On trouve dans la seconde partie, les anciens monuments chrétiens. Les remarques sont fort concises, formées des observations des autres, et de celles de l'auteur. Dans une nouvelle édition de cet ouvrage, il serait nécessaire d'y ajouter des tables exactes, surtout des noms propres, car il n'y en a qu'une seule qu'on pourrait appeler un glossaire des antiquités, contenues dans les inscriptions. Il serait encore bon qu'on mit au titre des inscriptions, la lettre G, ou R, ou S, ou A, ou B, ou P, ou F, ou W, pour indiquer qu'elles sont tirées de Gruter, ou de Reinesius, ou de Spon, Aringhus, Baronius, Papebroch, Ferretius, Wheler, etc. parce qu'on pourrait avoir recours aux sources, lorsqu'on soupçonnerait quelque faute d'impression, ou qu'on voudrait de plus amples éclaircissements.

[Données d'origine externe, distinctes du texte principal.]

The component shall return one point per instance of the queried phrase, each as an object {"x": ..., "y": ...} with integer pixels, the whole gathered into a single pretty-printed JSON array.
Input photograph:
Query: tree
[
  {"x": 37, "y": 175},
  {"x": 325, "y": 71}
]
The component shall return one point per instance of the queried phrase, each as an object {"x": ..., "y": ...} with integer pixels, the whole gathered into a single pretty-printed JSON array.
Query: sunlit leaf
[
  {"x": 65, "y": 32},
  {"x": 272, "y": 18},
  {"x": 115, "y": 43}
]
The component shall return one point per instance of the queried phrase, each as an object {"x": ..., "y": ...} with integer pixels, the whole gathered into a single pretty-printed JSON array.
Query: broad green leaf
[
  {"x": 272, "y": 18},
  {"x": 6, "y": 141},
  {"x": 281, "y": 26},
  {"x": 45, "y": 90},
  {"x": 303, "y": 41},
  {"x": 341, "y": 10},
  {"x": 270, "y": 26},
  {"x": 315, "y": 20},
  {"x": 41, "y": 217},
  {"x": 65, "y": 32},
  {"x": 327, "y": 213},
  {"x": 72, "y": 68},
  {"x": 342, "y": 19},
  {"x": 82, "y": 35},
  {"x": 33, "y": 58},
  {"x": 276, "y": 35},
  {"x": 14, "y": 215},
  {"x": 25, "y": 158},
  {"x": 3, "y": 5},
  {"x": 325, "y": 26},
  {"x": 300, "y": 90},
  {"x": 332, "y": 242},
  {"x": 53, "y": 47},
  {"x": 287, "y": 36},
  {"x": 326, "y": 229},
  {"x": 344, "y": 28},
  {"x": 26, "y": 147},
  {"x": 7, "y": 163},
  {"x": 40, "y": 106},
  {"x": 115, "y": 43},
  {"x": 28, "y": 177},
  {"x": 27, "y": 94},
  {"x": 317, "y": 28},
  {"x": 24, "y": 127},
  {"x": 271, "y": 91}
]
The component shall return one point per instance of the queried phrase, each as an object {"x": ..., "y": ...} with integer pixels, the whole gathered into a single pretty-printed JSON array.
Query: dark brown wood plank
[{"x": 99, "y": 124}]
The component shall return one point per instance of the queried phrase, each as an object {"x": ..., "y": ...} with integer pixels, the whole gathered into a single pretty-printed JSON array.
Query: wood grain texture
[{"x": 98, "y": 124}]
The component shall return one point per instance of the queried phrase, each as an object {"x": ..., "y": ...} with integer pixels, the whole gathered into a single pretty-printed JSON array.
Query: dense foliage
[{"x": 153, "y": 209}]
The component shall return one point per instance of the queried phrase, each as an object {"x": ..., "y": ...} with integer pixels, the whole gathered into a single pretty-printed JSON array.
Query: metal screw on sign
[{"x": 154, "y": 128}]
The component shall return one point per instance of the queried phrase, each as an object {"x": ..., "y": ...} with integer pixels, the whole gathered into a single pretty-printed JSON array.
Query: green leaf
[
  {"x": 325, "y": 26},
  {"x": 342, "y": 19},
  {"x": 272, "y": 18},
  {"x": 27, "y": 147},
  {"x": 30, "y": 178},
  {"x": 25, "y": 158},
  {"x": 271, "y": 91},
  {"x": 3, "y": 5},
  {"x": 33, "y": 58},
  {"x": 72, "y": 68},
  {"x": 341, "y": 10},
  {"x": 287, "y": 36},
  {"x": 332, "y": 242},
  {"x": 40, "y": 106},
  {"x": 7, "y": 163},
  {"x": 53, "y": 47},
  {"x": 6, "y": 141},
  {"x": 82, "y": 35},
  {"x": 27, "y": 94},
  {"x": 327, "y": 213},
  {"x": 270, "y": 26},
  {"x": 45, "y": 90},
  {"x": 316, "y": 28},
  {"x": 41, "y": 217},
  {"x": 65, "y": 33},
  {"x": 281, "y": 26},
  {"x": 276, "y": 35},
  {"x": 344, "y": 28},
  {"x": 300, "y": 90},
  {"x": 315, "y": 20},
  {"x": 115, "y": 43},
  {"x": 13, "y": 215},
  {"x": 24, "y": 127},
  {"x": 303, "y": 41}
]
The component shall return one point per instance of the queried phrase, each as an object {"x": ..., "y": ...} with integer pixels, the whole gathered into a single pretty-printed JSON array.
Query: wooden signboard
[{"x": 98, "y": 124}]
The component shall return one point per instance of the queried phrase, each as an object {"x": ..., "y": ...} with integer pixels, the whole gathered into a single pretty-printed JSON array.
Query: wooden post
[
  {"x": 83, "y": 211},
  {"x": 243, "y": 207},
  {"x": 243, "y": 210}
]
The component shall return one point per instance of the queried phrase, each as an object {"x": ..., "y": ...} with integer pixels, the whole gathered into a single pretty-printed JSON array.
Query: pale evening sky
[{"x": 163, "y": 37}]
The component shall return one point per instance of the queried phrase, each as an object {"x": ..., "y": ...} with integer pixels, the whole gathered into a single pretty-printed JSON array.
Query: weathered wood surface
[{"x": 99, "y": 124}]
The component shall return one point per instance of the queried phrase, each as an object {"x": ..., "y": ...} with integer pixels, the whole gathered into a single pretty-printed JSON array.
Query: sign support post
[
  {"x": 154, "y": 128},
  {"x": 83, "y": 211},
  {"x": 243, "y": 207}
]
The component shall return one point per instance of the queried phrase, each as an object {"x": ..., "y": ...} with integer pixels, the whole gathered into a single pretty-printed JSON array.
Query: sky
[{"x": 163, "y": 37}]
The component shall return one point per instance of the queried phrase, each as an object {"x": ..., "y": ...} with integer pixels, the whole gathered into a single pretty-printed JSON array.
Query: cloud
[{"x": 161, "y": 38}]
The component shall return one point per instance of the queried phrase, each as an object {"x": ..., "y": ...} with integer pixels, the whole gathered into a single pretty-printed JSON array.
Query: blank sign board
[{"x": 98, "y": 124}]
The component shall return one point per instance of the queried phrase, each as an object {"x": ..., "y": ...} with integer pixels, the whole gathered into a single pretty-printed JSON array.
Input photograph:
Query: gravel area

Son Essai sur les miracles fut imprimé à Londres en 1701, in-8 °. Il y attaque les systèmes défectueux ou insoutenables de plusieurs théologiens modernes, lesquels attribuent au diable une puissance, qui détruit la plus forte preuve que les miracles fournissent en faveur du christianisme. C'est dommage que ce traité soit fait en forme de dialogues, qui ne conviennent guère aux matières sérieuses.

En 1707 le docteur Fleetwood donna un petit livre d'un tout autre genre, mais dont on peut tirer de l'utilité ; c'est son chronicum pretiosum, ou histoire de la monnaie d'Angleterre, du prix du blé et d'autres denrées, pour les six derniers siècles.

En 1712, il mit au jour, sans nom d'auteur, le jugement de l'église d'Angleterre, touchant le baptême des laïques et des non-conformistes. Il soutient dans cet ouvrage, que l'église anglicane n'a jamais décidé que le baptême des laïques est invalide. (D.J.)

TOUR de Roussillon, (Géographie moderne) tour de France dans le Roussillon, près de la Tet, à 2 milles de Perpignan. Ce sont les restes infortunés de l'ancienne ville de Ruscino, qui a donné le nom à tout le pays. Tite-Live nous apprend que c'était une ville célèbre du temps d'Annibal, où les petits rois des pays voisins s'assemblaient pour délibérer sur leurs affaires. L'illustre et savant M. de Marca, croit que cette ville fut détruite vers l'an 828. lorsque Louis le Débonnaire châtia ceux auxquels la garde de la frontière avait été confiée, et qui l'avaient mal défendue contre les Sarrasins. (D.J.)